Thursday 17 December 2020

CReW Data Cleanse

Yet another new macro is about to be released!  Alteryx has "AMP"ed up their game and while not all tools are AMP-Compatible, surely more speed is coming.  I've long thought about taking a stab at a CReW Data Cleanse tool, but since the release of an ALTERYX macro that delivers that functionality I have stayed in the peanut gallery.  I'll be releasing a CReW macro before Christmas 2020.  On Friday, December 18th I will surprise the Dallas-Fort Worth User Group (Virtual) with a presentation on the macro instead of (or in addition to) their expected presentation on CReW Generate Dummy Variables.
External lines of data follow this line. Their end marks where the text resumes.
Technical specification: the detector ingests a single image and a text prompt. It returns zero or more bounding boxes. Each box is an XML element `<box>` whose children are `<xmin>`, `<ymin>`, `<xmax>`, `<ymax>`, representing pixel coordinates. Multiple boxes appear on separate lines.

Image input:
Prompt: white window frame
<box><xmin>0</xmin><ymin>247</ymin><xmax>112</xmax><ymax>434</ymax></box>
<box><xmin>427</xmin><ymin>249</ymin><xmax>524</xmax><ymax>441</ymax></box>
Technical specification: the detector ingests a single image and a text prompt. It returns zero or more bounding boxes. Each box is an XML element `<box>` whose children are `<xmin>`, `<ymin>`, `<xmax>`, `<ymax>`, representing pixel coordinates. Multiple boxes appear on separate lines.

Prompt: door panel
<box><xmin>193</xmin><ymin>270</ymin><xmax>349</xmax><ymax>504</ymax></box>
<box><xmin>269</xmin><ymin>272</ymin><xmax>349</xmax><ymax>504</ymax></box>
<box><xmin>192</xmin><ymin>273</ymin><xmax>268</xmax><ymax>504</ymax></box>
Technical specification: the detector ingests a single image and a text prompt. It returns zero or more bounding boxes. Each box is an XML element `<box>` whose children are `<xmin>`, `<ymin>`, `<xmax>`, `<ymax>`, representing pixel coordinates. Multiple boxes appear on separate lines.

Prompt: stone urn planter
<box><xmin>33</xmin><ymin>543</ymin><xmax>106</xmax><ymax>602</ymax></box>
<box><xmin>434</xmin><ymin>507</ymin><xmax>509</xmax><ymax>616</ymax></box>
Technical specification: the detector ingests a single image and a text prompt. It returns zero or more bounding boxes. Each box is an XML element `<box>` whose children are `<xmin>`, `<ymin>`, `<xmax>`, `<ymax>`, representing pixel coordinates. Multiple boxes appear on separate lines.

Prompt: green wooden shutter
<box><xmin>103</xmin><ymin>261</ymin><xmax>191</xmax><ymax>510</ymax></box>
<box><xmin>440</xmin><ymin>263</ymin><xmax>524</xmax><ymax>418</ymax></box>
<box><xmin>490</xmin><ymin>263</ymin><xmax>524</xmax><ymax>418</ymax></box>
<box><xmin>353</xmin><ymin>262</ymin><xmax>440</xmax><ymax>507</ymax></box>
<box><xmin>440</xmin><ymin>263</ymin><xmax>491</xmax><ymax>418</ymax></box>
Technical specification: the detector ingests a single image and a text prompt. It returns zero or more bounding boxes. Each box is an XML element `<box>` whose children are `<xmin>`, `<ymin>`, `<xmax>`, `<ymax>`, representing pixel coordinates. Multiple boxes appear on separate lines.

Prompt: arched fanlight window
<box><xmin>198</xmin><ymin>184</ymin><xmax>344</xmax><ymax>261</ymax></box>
When you use one (or more) Data Cleanse macros in your workflow, you do sacrifice performance.  Think of it as cleaning the house with a toothbrush and a cup of water.  I am offering you a mop and a bucket.  Make your workflows run faster and give others a chance to use the shared resources.  If you're working with large sets of data, this macro upgrade is essential.

Alteryx Community Post:  https://bit.ly/34mfA0U

Presentation (YouTube) on this macro can be found here:  https://youtu.be/kIDqnwT4g5Q  

Walk-thru (YouTube) of macro can be found here:  https://youtu.be/uA5oyfmE2uc

Cheers,

Mark






Thursday 10 December 2020

Building CReW Generate Dummy Variables

Background:

This story goes back to the 1980's when I was asked to test new bank software and to document what errors I uncovered.  I completed an Error Incident Report and walked that form to the next building for review by the development manager.  Finding errors meant that I got to leave my windowless cubicle and walk in the California sunshine (at least temporarily).  The developers needed to know what process they would need to perform to recreate the incident and what the expected results of such actions should be.  Upon return to my desk, I would have to summarize the days findings and explain back to the project management what issues were found and what their potential impacts would be on the bank's production environment if left unresolved.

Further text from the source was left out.